Outreach Campaigns & Adaptable Resources
- WeCanDoThis is the HHS outreach campaign providing resources related to COVID-19 and vaccinations for children 6months+ for providers, CBOs and others to use in your own communities.
- Centers for Disease Control and Prevention (CDC) resources and guides include: COVID-19 Pediatric Planning Guide highlighting important considerations in preparing to administer and distribute vaccines to children over 6 months. Digital downloadable resources updated with posters and social media graphics for outreach related to children under 5; Quick Conversation Guide for providers and community partners provides answers to common questions that parents and caregivers may have about the COVID-19 vaccines for children and teens; and Vaccinating Children with Disabilities Against COVID-19.

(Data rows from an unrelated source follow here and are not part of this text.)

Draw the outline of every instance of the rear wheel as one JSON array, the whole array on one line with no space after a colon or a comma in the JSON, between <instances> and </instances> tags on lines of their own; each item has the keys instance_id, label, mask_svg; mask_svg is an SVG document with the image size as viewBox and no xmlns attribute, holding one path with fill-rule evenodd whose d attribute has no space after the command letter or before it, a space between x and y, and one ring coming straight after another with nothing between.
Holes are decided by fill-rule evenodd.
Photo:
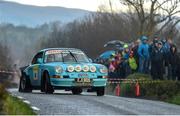
<instances>
[{"instance_id":1,"label":"rear wheel","mask_svg":"<svg viewBox=\"0 0 180 116\"><path fill-rule=\"evenodd\" d=\"M45 73L45 75L44 75L44 92L49 93L49 94L52 94L54 92L54 89L50 83L48 73Z\"/></svg>"},{"instance_id":2,"label":"rear wheel","mask_svg":"<svg viewBox=\"0 0 180 116\"><path fill-rule=\"evenodd\" d=\"M105 88L104 87L98 87L96 88L97 96L104 96Z\"/></svg>"},{"instance_id":3,"label":"rear wheel","mask_svg":"<svg viewBox=\"0 0 180 116\"><path fill-rule=\"evenodd\" d=\"M19 92L32 92L30 79L25 74L20 78Z\"/></svg>"},{"instance_id":4,"label":"rear wheel","mask_svg":"<svg viewBox=\"0 0 180 116\"><path fill-rule=\"evenodd\" d=\"M73 89L72 89L72 93L73 93L74 95L79 95L79 94L82 93L82 89L81 89L81 88L73 88Z\"/></svg>"}]
</instances>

- American Academy of Pediatrics has developed several resources to help those with family-facing networks encourage parents to get their children vaccinated. The AAP’s COVID-19 Vaccine Campaign Toolkit includes videos and sample social media posts for use in your own campaigns (English and Spanish). AAP will continue to add to this toolkit in the weeks ahead.
- Public Health Communications Collaborative’s Children and COVID-19 Vaccination Toolkit provides topline talking points, infographics and toolkits, using vetted messaging resources designed to help public health leaders deliver fact-based, effective, and timely COVID-19 communications in your communities, updated for children ages 6 months and older (English and Spanish)

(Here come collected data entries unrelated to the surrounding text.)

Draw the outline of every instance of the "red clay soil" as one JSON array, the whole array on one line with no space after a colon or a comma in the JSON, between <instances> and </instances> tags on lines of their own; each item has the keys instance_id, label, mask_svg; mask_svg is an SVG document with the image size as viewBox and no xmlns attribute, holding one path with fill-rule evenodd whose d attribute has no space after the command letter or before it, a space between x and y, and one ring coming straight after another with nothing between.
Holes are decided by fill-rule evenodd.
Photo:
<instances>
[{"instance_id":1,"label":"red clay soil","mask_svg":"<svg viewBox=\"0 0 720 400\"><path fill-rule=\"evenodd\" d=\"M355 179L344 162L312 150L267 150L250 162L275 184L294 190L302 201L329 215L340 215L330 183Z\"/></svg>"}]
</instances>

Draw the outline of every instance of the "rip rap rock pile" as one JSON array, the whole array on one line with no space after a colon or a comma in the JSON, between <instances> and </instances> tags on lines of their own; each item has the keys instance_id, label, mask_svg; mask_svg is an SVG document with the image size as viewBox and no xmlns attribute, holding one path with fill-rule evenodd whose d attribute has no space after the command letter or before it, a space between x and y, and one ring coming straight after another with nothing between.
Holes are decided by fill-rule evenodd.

- National Resource Center for Refugees, Immigrants, and Migrants has developed free, customizable and translated COVID-19 vaccination campaigns materials (not child specific but Get the Facts and Get Vaccinated fact sheets are available in 40+ languages). Other resources include: Vaccination Is, a toolkit creating your own hyperlocal campaigns and Vaccine Central for even more resources on vaccine outreach to refugee, immigrant and migrant communities.
- Esparanza Hope for All, Unidos USA outreach materials for all with special focus on Latinos and immigrant communities.